Por
razões que têm a ver com a política e a economia, a divisão do
mundo entre nós e eles tornou-se muito mais profunda que a mera
organização psicológica dos casais. Ela dominou a vida social. A
maior parte de nós vive nos dias de hoje confinado ao universo do
nós - eu e meus amigos, eu e minha garota, eu e minha família - e
tem com o resto do mundo uma relação de ignorância ou hostilidade.
São eles.
Aquilo
que antigamente se chamava de vida privada tornou-se a única forma
de existência. Vamos ao futebol ou aa balada, votamos a cada dois
anos, mas vivemos a maior parte do tempo no interior da nossa bolha,
onde experimentamos solitariamente as glórias e misérias do
cotidiano. A vida pública, momento em que faríamos parte de algo
maior do que nós mesmos, não existe. Ou quase.
Nesta
semana, com as manifestações que tomaram as ruas das cidades
brasileiras, houve uma espécie de renascimento. O coletivo e o geral
atropelaram o particular. Milhares de pessoas deixaram seus problemas
pessoais na gaveta e foram marchar por questões públicas, como
cidadãos. Com esse pequeno gesto grandioso, revelaram ao país uma
forma nobre e esquecida de felicidade, a de participar.
Quando
nós viramos eles e eles viraram nós, foi possível perceber que não
somos, afinal, tão diferentes. Com essa descoberta, o círculo de
nossas relações se ampliou para incluir um número maior e mais
heterogêneo de pessoas. Nosso universo se expandiu, nossa percepção
enriqueceu, nos tornamos seres humanos mais interessaentes, e
melhores. Além de mais poderosos. Ainda que momentaneamente.
Nos
últimos anos - sejamos sinceros - andávamos obcecados por nossos
problemas pessoais. Os amores. O trabalho. A familia. Foi como se o
resto não nos dissesse respeito. Ou estivesse fora do nosso alcance.

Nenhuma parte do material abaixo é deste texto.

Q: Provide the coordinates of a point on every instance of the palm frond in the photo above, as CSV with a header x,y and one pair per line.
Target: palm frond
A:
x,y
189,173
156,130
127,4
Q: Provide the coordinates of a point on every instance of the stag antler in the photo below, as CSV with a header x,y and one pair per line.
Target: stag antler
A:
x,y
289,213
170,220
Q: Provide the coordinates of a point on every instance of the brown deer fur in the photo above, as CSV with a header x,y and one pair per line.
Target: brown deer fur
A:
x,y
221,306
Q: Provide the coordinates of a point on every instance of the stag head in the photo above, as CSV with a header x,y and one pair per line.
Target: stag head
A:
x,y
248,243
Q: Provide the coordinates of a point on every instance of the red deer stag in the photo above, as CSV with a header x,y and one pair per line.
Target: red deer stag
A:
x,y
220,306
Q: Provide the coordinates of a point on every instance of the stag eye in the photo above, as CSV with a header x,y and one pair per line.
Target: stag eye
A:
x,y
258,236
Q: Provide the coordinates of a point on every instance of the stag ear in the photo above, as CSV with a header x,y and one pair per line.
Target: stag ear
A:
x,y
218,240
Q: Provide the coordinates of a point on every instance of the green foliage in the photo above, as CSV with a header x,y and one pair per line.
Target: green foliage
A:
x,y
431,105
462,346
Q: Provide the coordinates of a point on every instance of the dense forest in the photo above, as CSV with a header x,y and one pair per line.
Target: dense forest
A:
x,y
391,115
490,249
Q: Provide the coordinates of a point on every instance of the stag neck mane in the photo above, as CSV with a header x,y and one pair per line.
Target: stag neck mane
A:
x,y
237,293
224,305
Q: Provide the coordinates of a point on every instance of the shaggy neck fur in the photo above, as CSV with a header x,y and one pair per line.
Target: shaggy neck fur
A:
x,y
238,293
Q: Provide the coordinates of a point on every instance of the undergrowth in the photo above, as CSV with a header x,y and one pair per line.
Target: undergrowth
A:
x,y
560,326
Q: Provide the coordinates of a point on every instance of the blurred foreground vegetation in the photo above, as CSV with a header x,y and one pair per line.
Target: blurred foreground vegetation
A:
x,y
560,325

Chegamos a duvidar que aquilo que acontece "lá fora", no
mundo da política, fosse capaz de penetrar nossa redoma privada e
nos afetar. Mas penetrou e afetou, não? A violência, a pobreza, a
injustiça, a corrupção... Aquilo que impede a felicidade de todos
de alguma forma atrapalha a felicidade de cada um de nós. Isso
aprendemos.
Talvez
possamos, então, recomeçar, agora de um jeito mais equilibrado.
Somos
indivíduos, com nossos sentimentos e nossos problemas, mas também
somos parte da multidão. Algumas respostas que buscamos sozinhos
talvez possam ser encontradas na companhia de outros. A fraternidade
baseada em valores, e não apenas em cerveja, pode aquecer os nossos
corações. Talvez ela seja um contraponto a certa afetividade triste
que se multiplica por aí, na forma de amores sem esperança. O que
não falta na rua é esperança: muita angústia se perde na confusão
das passeatas e nunca mais é encontrada; muita dor de cotovelo
desaparece. O mundo coletivo oferece novas emoções. Por que não
abraçá-las?
Da
minha parte, tenho me lembrado, diariamente, de um verso de Carlos
Drummond de Andrade em Canção Amiga: "Minha vida, nossas
vidas, formam um só diamante". É isso. Como podemos nos
dividir em nós e eles se fazemos parte de um todo eterno e
cintilante?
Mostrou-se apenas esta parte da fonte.